Она охватила его голову руками и, приподнявшись на цыпочки, чтобы стать повыше, пыталась прочесть в его глазах то, что составляло его надежду.
Мариус заговорил снова:
– Я вот о чем думаю. Тебе надо знать мой адрес, мало ли что может случиться. Я живу у моего приятеля, Курфейрака, по Стекольной улице, номер шестнадцать.
Он порылся в кармане, вытащил перочинный нож и лезвием вырезал на штукатурке стены:
Стекольная улица, № 16.
Между тем Козетта снова принялась смотреть ему в глаза.
– Скажи мне, что ты задумал, Мариус, ты о чем-то думаешь. Скажи, о чем? О, скажи мне, иначе я дурно проведу ночь!
– О чем я думаю? Вот о чем: невозможно, чтобы бог хотел нас разлучить. Жди меня послезавтра.
– Что же я буду делать до тех пор? – спросила Козетта. – Ты где-то там, приходишь, уходишь. Какие счастливцы мужчины! А я останусь совсем одна. Как мне будет грустно! Что же ты будешь делать завтра вечером? Скажи.

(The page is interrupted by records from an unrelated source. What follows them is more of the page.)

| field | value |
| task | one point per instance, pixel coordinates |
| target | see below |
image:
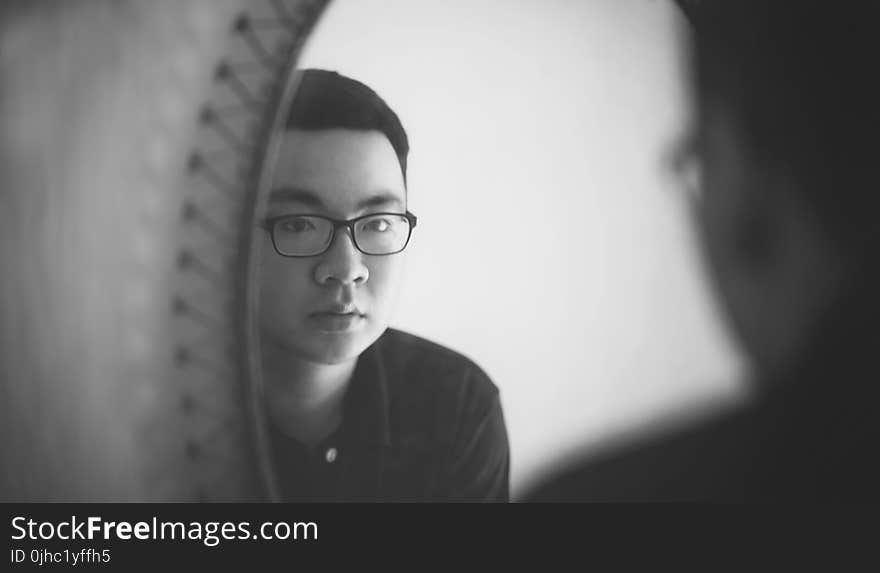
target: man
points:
(358, 411)
(787, 209)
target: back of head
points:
(799, 80)
(329, 100)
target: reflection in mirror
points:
(548, 299)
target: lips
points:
(337, 318)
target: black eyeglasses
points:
(311, 235)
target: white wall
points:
(551, 247)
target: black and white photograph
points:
(503, 251)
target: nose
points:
(342, 263)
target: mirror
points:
(140, 148)
(551, 248)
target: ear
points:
(750, 194)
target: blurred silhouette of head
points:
(786, 116)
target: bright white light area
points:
(552, 247)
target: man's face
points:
(329, 308)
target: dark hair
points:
(800, 79)
(329, 100)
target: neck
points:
(304, 399)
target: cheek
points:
(386, 275)
(284, 285)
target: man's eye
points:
(376, 225)
(297, 225)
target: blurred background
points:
(552, 247)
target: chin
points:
(333, 348)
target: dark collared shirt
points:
(420, 423)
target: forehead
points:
(343, 168)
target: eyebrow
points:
(312, 199)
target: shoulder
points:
(416, 365)
(706, 462)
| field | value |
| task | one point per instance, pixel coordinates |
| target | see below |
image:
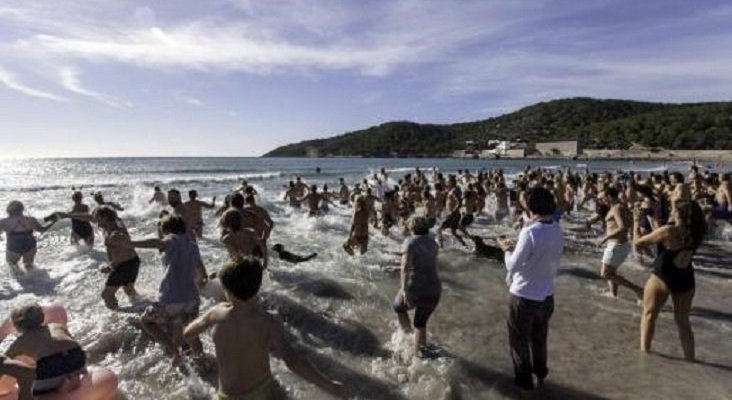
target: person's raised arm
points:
(657, 236)
(281, 348)
(159, 244)
(209, 205)
(620, 226)
(41, 228)
(198, 326)
(516, 258)
(591, 221)
(86, 217)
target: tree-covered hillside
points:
(613, 124)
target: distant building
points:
(570, 148)
(519, 149)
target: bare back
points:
(242, 340)
(243, 243)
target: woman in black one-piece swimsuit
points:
(673, 272)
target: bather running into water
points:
(291, 257)
(81, 230)
(21, 243)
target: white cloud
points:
(12, 83)
(190, 100)
(69, 79)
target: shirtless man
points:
(371, 206)
(723, 199)
(453, 220)
(389, 211)
(158, 197)
(246, 189)
(20, 242)
(300, 187)
(99, 199)
(502, 210)
(195, 211)
(179, 209)
(250, 204)
(81, 230)
(250, 219)
(240, 241)
(245, 335)
(359, 234)
(344, 193)
(313, 199)
(326, 199)
(430, 207)
(470, 203)
(291, 195)
(618, 223)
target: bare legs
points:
(109, 295)
(420, 334)
(614, 281)
(654, 297)
(28, 258)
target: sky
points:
(241, 77)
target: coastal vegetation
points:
(596, 123)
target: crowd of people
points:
(662, 217)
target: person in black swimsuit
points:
(19, 228)
(673, 272)
(81, 230)
(60, 361)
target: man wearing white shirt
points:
(531, 267)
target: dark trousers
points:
(528, 325)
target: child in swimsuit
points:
(244, 335)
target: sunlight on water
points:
(339, 307)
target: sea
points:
(338, 308)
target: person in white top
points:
(531, 267)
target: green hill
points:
(612, 124)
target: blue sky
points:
(240, 77)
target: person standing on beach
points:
(240, 241)
(344, 194)
(81, 230)
(454, 218)
(723, 200)
(244, 337)
(359, 234)
(420, 283)
(195, 210)
(673, 272)
(263, 220)
(158, 197)
(312, 199)
(20, 241)
(618, 223)
(291, 195)
(178, 301)
(99, 199)
(532, 267)
(124, 264)
(179, 209)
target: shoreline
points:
(588, 155)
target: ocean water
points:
(338, 308)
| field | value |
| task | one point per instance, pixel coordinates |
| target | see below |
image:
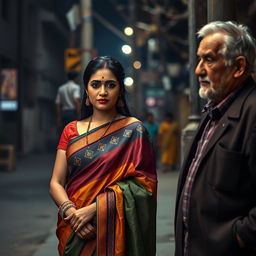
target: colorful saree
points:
(118, 173)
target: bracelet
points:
(65, 208)
(63, 203)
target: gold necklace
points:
(89, 125)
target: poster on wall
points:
(8, 90)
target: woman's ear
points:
(240, 66)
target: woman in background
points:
(168, 143)
(104, 179)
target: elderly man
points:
(216, 196)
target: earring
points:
(87, 102)
(120, 103)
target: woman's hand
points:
(87, 232)
(80, 217)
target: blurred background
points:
(43, 39)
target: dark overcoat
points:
(223, 200)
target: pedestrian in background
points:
(168, 143)
(216, 202)
(104, 177)
(68, 101)
(152, 128)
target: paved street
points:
(28, 215)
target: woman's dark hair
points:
(116, 68)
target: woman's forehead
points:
(103, 74)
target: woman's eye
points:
(95, 85)
(111, 85)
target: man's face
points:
(215, 78)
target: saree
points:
(117, 172)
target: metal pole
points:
(194, 118)
(193, 83)
(137, 97)
(86, 31)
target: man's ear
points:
(240, 66)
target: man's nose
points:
(200, 70)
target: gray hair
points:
(238, 41)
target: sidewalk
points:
(165, 219)
(28, 218)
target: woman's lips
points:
(103, 101)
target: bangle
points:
(65, 208)
(63, 203)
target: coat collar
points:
(233, 112)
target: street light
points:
(128, 81)
(137, 64)
(128, 31)
(126, 49)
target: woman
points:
(104, 179)
(168, 143)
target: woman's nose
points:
(103, 90)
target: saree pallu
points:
(117, 172)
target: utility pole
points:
(195, 8)
(86, 31)
(137, 94)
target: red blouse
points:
(68, 133)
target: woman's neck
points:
(103, 117)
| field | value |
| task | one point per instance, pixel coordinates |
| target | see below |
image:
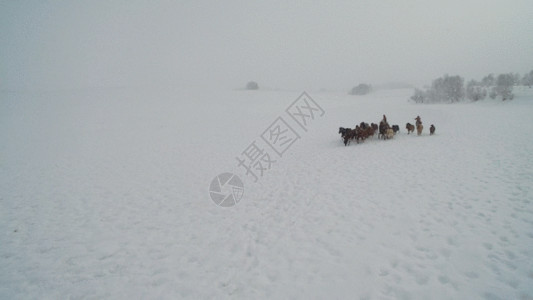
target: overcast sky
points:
(280, 44)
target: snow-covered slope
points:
(104, 194)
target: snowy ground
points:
(104, 194)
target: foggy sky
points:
(296, 45)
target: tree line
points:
(452, 89)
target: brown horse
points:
(410, 127)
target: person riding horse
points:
(418, 120)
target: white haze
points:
(296, 45)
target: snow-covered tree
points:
(475, 91)
(252, 85)
(488, 80)
(527, 80)
(504, 86)
(447, 89)
(419, 96)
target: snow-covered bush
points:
(504, 86)
(361, 89)
(252, 85)
(475, 91)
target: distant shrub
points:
(504, 86)
(443, 89)
(475, 91)
(528, 79)
(419, 96)
(252, 85)
(361, 89)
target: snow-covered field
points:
(104, 194)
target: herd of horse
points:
(364, 130)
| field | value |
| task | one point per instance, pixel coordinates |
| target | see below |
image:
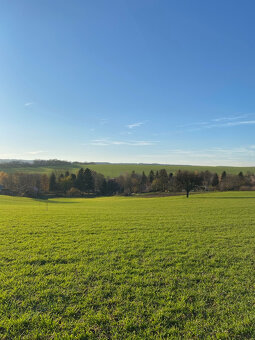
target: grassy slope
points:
(128, 268)
(114, 170)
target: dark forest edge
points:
(89, 183)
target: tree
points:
(53, 182)
(188, 180)
(223, 176)
(163, 179)
(89, 184)
(215, 180)
(151, 176)
(143, 182)
(79, 183)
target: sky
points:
(169, 81)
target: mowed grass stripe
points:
(125, 268)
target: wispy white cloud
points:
(220, 122)
(236, 156)
(107, 142)
(35, 152)
(134, 125)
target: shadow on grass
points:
(50, 201)
(227, 198)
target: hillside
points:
(114, 170)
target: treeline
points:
(39, 163)
(87, 182)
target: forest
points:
(89, 183)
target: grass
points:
(125, 268)
(114, 170)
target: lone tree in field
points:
(53, 182)
(89, 184)
(188, 180)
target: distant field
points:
(114, 170)
(128, 268)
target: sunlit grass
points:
(126, 268)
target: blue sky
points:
(128, 81)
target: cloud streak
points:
(221, 122)
(106, 142)
(134, 125)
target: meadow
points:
(128, 267)
(115, 170)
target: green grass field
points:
(114, 170)
(128, 268)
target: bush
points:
(74, 192)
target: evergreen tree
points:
(163, 179)
(143, 181)
(215, 180)
(223, 175)
(151, 176)
(240, 175)
(104, 187)
(89, 184)
(53, 182)
(79, 183)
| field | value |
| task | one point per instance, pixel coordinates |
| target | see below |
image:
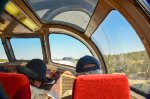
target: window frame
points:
(11, 50)
(146, 95)
(69, 36)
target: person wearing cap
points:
(88, 65)
(36, 72)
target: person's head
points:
(88, 65)
(36, 72)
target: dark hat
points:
(35, 69)
(82, 64)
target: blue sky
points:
(114, 36)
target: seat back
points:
(102, 86)
(16, 85)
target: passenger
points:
(36, 72)
(85, 65)
(88, 65)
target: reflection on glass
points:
(27, 48)
(76, 12)
(66, 49)
(123, 51)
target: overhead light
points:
(12, 9)
(31, 25)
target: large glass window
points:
(66, 49)
(123, 50)
(26, 48)
(74, 13)
(3, 57)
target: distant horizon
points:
(113, 39)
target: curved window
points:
(66, 49)
(27, 48)
(74, 13)
(3, 57)
(78, 18)
(123, 51)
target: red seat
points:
(102, 86)
(16, 85)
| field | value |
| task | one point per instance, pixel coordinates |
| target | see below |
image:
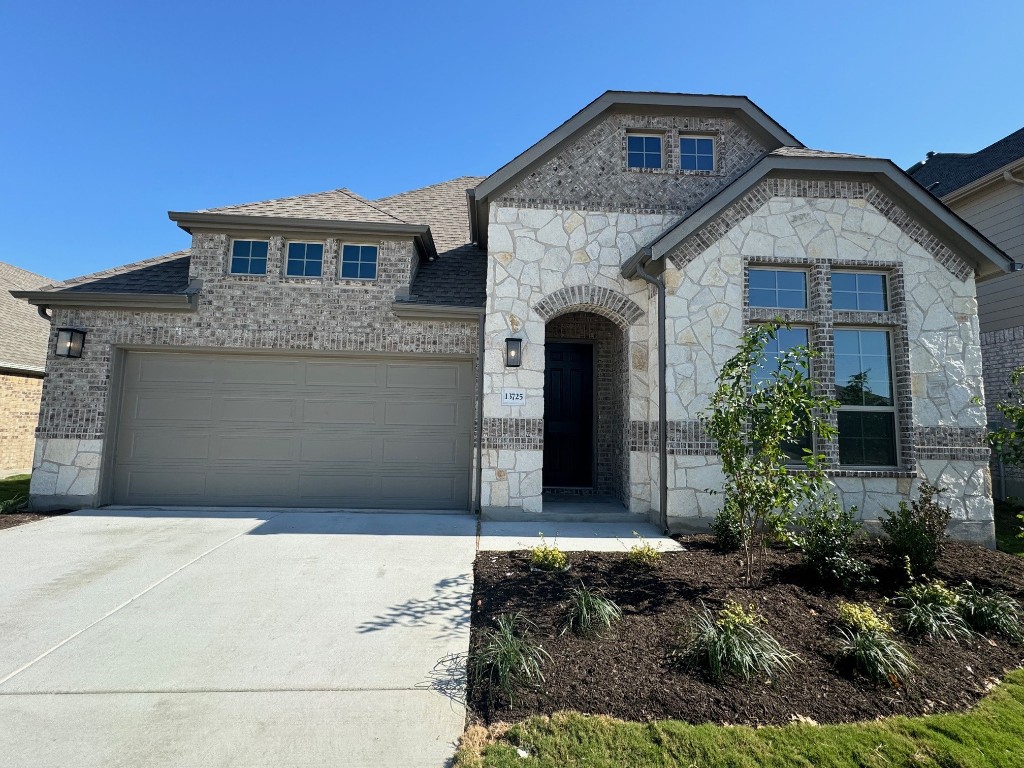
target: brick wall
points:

– Я попытаюсь кое-что предпринять.
– А я буду молиться, буду думать о тебе все время и желать тебе успеха. Я не стану тебя больше расспрашивать, раз ты этого не хочешь. Ты мой повелитель. Завтра весь вечер я буду петь из «Эврианты» то, что ты любишь и что, помнишь, однажды вечером подслушивал у моего окна. Но послезавтра приходи пораньше. Я буду ожидать тебя к ночи, ровно в девять часов, имей это в виду. Боже мой, как грустно, что дни такие длинные! Так слышишь, ровно в девять часов я буду в саду.
– И я тоже.
И безотчетно, движимые одной и той же мыслью, увлекаемые теми электрическими токами, которые держат любовников в непрерывном общении, оба, в самой своей скорби опьяненные страстью, упали в объятия друг друга, не замечая, что уста их слились, тогда как восторженные и полные слез взоры созерцали звезды.
Когда Мариус ушел, улица была пустынна. В это время Эпонина шла следом за бандитами, провожая их до самого бульвара.

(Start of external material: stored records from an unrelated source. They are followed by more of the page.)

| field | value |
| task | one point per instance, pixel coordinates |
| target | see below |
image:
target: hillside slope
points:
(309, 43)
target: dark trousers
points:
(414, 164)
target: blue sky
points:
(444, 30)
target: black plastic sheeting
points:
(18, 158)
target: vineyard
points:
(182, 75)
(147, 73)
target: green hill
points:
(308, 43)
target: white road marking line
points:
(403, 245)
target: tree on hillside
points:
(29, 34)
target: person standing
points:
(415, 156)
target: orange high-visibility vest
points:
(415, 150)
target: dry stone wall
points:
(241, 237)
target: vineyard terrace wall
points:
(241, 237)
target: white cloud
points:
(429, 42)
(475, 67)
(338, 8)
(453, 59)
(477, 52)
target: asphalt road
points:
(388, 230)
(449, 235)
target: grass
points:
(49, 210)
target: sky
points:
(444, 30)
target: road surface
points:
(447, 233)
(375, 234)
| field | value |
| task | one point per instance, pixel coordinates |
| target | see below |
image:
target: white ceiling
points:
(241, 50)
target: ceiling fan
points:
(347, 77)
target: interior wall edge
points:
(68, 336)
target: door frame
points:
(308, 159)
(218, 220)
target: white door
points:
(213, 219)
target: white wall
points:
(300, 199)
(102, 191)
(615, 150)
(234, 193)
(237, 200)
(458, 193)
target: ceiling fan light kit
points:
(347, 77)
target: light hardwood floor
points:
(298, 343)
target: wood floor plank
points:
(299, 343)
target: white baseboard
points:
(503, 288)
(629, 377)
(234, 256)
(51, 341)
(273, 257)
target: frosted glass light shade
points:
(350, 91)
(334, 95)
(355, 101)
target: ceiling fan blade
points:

Пока Мариус, прижавшись лицом к дереву, размышлял, у него мелькнула мысль – мысль, которую – увы! – он сам считал вздорной и невозможной. Он принял отчаянное решение.
Глава 7
Старое сердце и юное сердце друг против друга
Дедушке Жильнорману уже пошел девяносто второй год. По-прежнему он жил с девицей Жильнорман на улице Сестер страстей господних, № 6, в своем старом доме. Как помнит читатель, это был один из тех стариков прежнего склада, которые ожидают смерти, держась прямо, которых и бремя лет не сгибает, и даже печаль не клонит долу.

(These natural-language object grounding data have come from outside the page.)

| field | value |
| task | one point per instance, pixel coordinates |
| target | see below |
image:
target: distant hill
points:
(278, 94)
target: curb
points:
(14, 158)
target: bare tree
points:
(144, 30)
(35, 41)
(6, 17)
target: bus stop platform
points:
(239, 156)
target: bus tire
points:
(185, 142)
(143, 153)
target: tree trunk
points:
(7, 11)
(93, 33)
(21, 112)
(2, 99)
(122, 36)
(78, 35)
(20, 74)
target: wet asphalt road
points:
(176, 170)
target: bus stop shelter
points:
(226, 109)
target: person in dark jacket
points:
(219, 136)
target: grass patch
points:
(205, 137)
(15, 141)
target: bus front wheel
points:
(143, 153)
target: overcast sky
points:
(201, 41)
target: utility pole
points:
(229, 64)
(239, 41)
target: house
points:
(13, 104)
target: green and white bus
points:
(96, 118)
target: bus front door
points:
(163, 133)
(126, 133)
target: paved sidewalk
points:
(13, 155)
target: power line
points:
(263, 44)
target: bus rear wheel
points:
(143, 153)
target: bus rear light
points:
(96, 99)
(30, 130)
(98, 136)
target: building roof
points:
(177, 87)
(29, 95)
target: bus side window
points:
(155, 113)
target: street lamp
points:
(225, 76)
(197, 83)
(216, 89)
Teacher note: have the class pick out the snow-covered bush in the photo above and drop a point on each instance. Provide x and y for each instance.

И все же с некоторого времени его дочь стала поговаривать, что «отец начал сдавать». Он больше не отпускал оплеух служанкам, с прежней горячностью не стучал тростью на площадке лестницы, когда Баск медлил открыть ему дверь. В течение целых шести месяцев он почти не брюзжал на Июльскую революцию. Довольно спокойно он прочел в «Монитере» следующее сочетание слов: «Г-н Гюмбло-Конте, пэр Франции». Старец, несомненно, впал в уныние. Он не уступил, не сдался – это не было свойственно ни его физической, ни нравственной природе, но чувствовал душевное изнеможение. В течение четырех лет он, не отступая ни на шаг, – другими словами этого не выразить, – ждал Мариуса, убежденный, что «этот скверный мальчишка» рано или поздно постучится к нему; теперь же в иные тоскливые часы ему приходило в голову, что если только Мариус заставит себя еще ожидать, то… Не смерть была ему страшна, но мысль, что, быть может, он больше не увидит Мариуса. До сих пор эта мысль ни на одно мгновение не посещала его; теперь же она начала появляться и леденила ему кровь. Разлука, как это всегда бывает при искренних и естественных чувствах, только усилила его любовь, любовь деда к неблагодарному внуку, исчезнувшему подобным образом. Так в декабрьские ночи, в трескучий мороз, мечтают о солнце. Помимо всего, г-н Жильнорман чувствовал или убедил себя, что ему, деду, совершенно невозможно сделать первый шаг навстречу внуку. «Лучше мне околеть», – говорил он. Не считая себя ни в чем виноватым, он думал о Мариусе лишь с глубоким умилением и немым отчаянием старика, уходящего во тьму.
У него начали выпадать зубы, и это еще усилило его печаль.
Господин Жильнорман, не признаваясь самому себе, так как это взбесило бы его и устыдило, никогда ни одну любовницу не любил так, как любил Мариуса.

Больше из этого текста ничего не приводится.